ACCLAIMED foreign correspondent Sean Dorney remains firmly in the limelight, picking up two major awards recently despite his daily struggle with motor neurone disease.
Diagnosed with the debilitating disease last year and with specialists predicting two years to live, Mr Dorney now finds himself growing weaker, with even simple movements requiring energy-sapping effort.
He returned to his old school Brisbane’s St Joseph’s Nudgee College on November 27 to receive a Signum Fidei award – the highest honour that can be conferred on a college old boy.
“It doesn’t matter if you weren’t the best at school, find what you’re good at and when you do, never give up,” Mr Dorney told students and college guests during a heartfelt luncheon acceptance speech.
A few days earlier, Mr Dorney stood on stage in front of Australia’s media elite at the Brisbane Convention and Exhibition Centre to receive a gong at the prestigious annual Walkley Awards for journalism.
He was recognised for his Outstanding Contribution to Journalism during a 40-year career as a Papua New Guinea correspondent and then Pacific correspondent for the ABC in which he was “feted, honoured, detained, shot at and deported”.
“Dorney’s personal history is as interwoven with Papua New Guinea as his professional career,” the Walkley Foundation said.
“For many listeners in remote areas, Dorney was the voice, the very embodiment, of Australia.
“And he ‘planted the seed’ for a generation of journalists, not just in PNG but across the region.”
Although restricted in his movements, Mr Dorney, was eager to return to Nudgee College accompanied by his wife Pauline, to reconnect with the school where he was a senior in 1968, and that his three brothers also attended.
“It came out of the blue. And I was quite chuffed,” Mr Dorney said of the Signum Fidei award.
“One of the things Nudgee taught me was to be humble.
“Because I didn’t have a great deal of success academically or sports-wise at Nudgee.
“In my last year there I was halfback for the Fifth’s.”
He went on to play rugby league during his years in PNG and even captained the national team, the Kumuls.

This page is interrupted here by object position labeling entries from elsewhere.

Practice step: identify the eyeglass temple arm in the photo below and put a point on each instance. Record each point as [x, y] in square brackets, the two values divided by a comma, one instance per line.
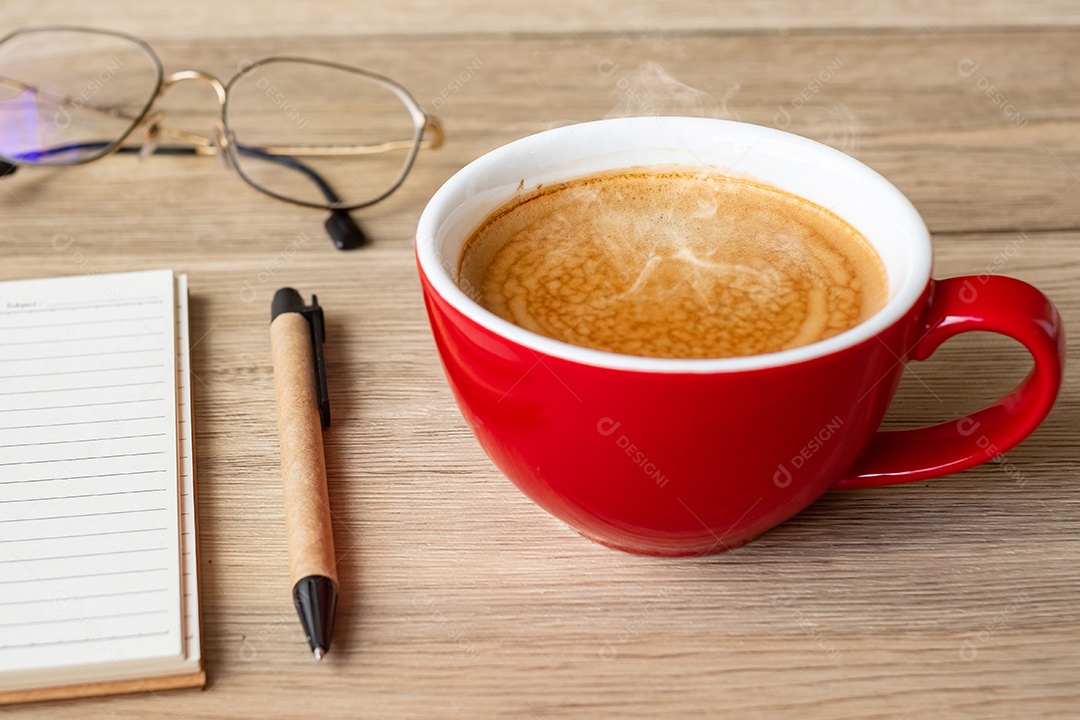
[340, 227]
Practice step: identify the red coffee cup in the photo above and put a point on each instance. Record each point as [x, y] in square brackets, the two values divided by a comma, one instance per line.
[690, 457]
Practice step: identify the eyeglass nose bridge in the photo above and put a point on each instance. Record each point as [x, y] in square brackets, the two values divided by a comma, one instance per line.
[193, 75]
[154, 122]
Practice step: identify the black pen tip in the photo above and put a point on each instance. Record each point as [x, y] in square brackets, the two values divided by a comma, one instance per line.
[315, 600]
[285, 300]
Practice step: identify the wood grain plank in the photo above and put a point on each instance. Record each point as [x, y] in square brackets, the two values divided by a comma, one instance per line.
[234, 18]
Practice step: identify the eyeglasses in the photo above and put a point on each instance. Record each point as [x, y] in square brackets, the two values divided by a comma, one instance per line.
[308, 132]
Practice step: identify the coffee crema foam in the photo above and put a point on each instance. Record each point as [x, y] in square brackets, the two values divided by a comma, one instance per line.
[673, 265]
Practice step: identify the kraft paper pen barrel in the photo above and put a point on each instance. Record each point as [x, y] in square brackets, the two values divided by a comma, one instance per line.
[302, 402]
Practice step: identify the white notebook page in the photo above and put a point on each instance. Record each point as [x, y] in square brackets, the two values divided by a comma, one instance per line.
[90, 537]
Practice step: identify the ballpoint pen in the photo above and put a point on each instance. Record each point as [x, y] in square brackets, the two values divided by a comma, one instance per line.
[302, 401]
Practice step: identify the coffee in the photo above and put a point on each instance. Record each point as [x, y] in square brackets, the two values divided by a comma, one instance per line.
[673, 263]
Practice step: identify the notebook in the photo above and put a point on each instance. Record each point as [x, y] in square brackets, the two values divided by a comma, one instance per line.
[98, 552]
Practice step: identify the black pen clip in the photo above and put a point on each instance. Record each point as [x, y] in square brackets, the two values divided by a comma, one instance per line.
[288, 300]
[314, 315]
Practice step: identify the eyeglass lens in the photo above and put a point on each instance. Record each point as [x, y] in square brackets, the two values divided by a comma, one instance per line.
[304, 131]
[319, 134]
[68, 96]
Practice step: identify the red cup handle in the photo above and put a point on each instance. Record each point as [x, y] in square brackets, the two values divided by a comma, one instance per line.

“What you do at school isn’t everything – after you leave school if you keep going and keep trying,” he said.
“Don’t be upset by any failures you might have because if you keep going and find something you can really do – like I managed to do in journalism – then you can have a great career.”
Mr Dorney still lives by the creed of “keep going”.
He has volunteered for research into motor neurone disease, and regularly attends Brisbane’s Wesley Hospital for infusions of Privigen, a drug aimed at boosting antibodies and reducing the rate of deterioration of the nervous system.
“I am feeling weaker and weaker… but one of the things my neurologist is pleased about is that there hasn’t been any deterioration of my voice,” Mr Dorney said.
A second Signum Fidei was awarded to Oblate Father John Sherman, an old boy from 1954, who is based in Melbourne and will receive his award at the annual St Joseph’s Day Mass next March.